Block

Miso Crunch Salad

Salad · 20 min

20 minServes 6via Running on Real Food

Ingredients

green cabbage shredded
3 cup
purple cabbage shredded
3 cup
Tuscan kale finely chopped, stems removed
4 1/2 cup
edamame shelled
1 1/2 cup
snap peas roughly chopped
1 1/2 cup
chickpeas drained and rinsed
1 1/2 can
green onions thinly sliced
6
salt to taste
to taste
pepper to taste
to taste
white miso
2 1/4 tbsp
toasted sesame oil
1 1/2 tbsp
rice vinegar
1 1/2 tbsp
maple syrup
1 1/2 tbsp
tahini
1 1/2 tbsp
garlic minced
2 clove
ginger grated
3 tsp
water warm
3 tbsp
peanuts roasted, roughly chopped
3/8 cup
chili crisp
optional

Method

  1. 01Bring a pot of salted water to a boil over high heat.
  2. 02To a large bowl, add kale and cabbage. Season with salt. Massage for about 30 seconds until kale is bright green. Set aside.
  3. 03In a medium bowl, whisk miso, sesame oil, vinegar, maple syrup, tahini, garlic, ginger and water until smooth. Season with salt and pepper.
  4. 04Add edamame and snap peas to boiling water.
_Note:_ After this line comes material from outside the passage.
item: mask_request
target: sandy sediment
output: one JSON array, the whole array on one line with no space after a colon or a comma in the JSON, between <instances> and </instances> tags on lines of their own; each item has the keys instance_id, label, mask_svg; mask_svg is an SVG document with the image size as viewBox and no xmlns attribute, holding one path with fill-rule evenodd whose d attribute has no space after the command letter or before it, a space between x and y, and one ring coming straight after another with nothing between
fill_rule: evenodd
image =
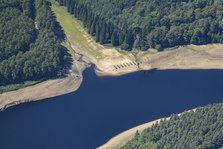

Cook 2 to 3 minutes until bright green and tender. Drain and rinse under cold water.
  5. 05To the bowl with kale and cabbage, add chickpeas, edamame, snap peas and green onions. Pour dressing over top and toss to coat. Season with salt and pepper to taste.
  6. 06Top with peanuts and chili crisp just before serving.